Николай встретил ее радостно.
— Ну, что там?
— Как будто удалось…
Стараясь восстановить в своей памяти все мелочи, она начала
рассказывать о бегстве и говорила так, точно передавала чей-то рассказ,
сомневаясь в правде его.
— Нам везет! — сказал Николай, потирая
руки. — Но — как я боялся за вас! Черт знает как! Знаете, Ниловна, примите
мой дружеский совет — не бойтесь суда! Чем скорее он, тем ближе свобода Павла,
поверьте! Может быть — он уйдет с дороги. А суд — это приблизительно такая
штука…
Он начал рисовать ей картину заседания суда, она слушала и
понимала, что он чего-то боится, хочет ободрить ее.

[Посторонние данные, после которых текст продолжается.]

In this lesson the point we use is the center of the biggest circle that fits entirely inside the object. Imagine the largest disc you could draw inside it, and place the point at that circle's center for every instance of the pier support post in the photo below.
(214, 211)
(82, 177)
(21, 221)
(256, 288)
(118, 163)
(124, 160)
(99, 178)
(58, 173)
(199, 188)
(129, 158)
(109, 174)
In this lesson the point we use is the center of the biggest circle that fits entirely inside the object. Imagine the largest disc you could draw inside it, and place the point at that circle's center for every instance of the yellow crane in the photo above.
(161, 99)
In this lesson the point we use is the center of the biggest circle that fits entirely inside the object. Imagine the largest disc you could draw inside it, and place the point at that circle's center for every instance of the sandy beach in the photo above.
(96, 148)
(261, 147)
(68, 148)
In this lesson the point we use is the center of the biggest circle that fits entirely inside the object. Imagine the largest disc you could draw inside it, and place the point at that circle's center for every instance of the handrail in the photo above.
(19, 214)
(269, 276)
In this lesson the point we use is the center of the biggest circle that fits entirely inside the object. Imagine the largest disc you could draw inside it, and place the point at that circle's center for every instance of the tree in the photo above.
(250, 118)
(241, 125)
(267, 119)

— Может, вы думаете, я там скажу что-нибудь
судьям? — вдруг спросила она. — Попрошу их о чем-нибудь?
Он вскочил, замахал на нее руками и обиженно вскричал:
— Что вы!
— Я боюсь, верно! Чего боюсь — не знаю!.. — Она
помолчала, блуждая глазами по комнате.
— Иной раз кажется — начнут они Пашу обижать,
измываться над ним. Ах ты, мужик, скажут, мужицкий ты сын! Что затеял? А Паша —
гордый, он им так ответит! Или — Андрей посмеется над ними. И все они там
горячие. Вот и думаешь — вдруг не стерпит… И засудят так, что уж и не увидишь
никогда!
Николай хмуро молчал, дергая свою бородку.
— Этих дум не выгонишь из головы! — тихо сказала
мать, — Страшно это — суд! Как начнут все разбирать да взвешивать! Очень
страшно! Не наказание страшно, а — суд. Не умею я этого сказать…
Николай — она чувствовала — не понимает ее, и это еще более
затрудняло желание рассказать о страхе своем.